The World Bank described a list of 28 cost-effective procedures for EESC that should be performed at district hospitals5. However, this needs to be adapted by each country to its needs. The South African National Department of Health has defined a specific minimum basket of district hospital procedures; however, this package has not been strictly implemented and each district hospital is not held accountable for conducting these procedures18. Once EESC at district hospital level is clearly circumscribed, healthcare professional training and resource allocation can be tailored to provide EESC safely.

Each health district should establish a surgical task team to determine how district hospital EESC will be delivered for the catchment. The task team should include stakeholders from all facilities, such as specialists from second- and third-level hospitals as well as rural district hospital doctors. Service delivery solutions may vary between health districts because they are unique in catchment size, number and types of hospitals, and distances between facilities19. For example, in a metropolitan area, transport time from district- to tertiary-level hospitals may be less than half an hour, while in an LMIC rural area it may take more than eight hours to transfer a patient due to a shortage of ambulances, long physical distances or poor roads20-22.

Explicit in the task team’s mandate is determining the role of each district hospital in EESC based on district surgical needs and the capacity of the secondary and tertiary hospitals. Buy-in for district hospital EESC is critically needed by specialists, who so often consider surgical care delivered by non-specialists to be second rate. Inreach, rotation of rural doctors at secondary- and tertiary-level hospitals; and outreach, rotation of specialists at the district hospital level, can be effective in ensuring a team approach. Incentives to encourage rural doctors to increase their surgical skills can include fast track into a surgical postgraduate training program and/or a credit towards a Diploma in Surgery, a 2-year program currently offered by the College of Medicine in South Africa23.

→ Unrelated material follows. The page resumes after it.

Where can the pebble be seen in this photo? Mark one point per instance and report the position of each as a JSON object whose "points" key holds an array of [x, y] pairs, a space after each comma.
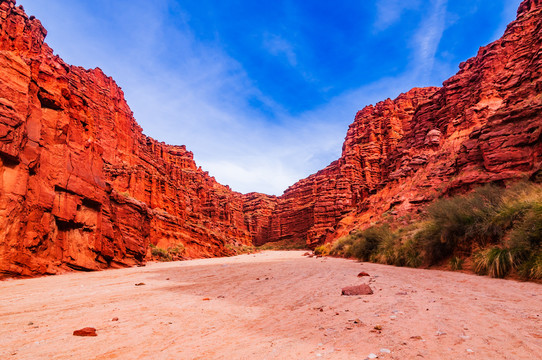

Task-sharing, or co-management by healthcare professionals of various cadres, is needed for quality EESC. Surgeons, anaesthesiologists and obstetricians from secondary and tertiary hospitals can support district hospital EESC through remote co-management, as part of a larger surgical ecosystem, rather than these hospitals functioning independently. These specialists also need to be available for timely management and referral advice. Mobile health tools, such as WhatsApp or Vula Mobile24, would greatly improve communication, capture data, and could be used as teaching platforms25,26.

Finally, monitoring and evaluation of the quality of care of district hospital EESC is essential and can be done through collection of standard indicators and shared across the health platform. These can detect the need for additional training or co-management. These audits should not be punitive but a method for identifying gaps in the system.

table image Figure 1:  Recommendations to increase surgical capacity at rural district hospitals.

Conclusion

Rural district hospitals should be supported as an essential component of EESC provision. In the case of South Africa, as in many other LMICs, surgical capacity is not well developed at rural district hospitals due to various human resource and bureaucratic barriers. These barriers can, however, be mitigated through political prioritisation, increased support from specialists at higher level facilities, and additional training. Surgery saves lives. Rural district hospitals must improve their safe surgical provision to bring us closer to health care for all.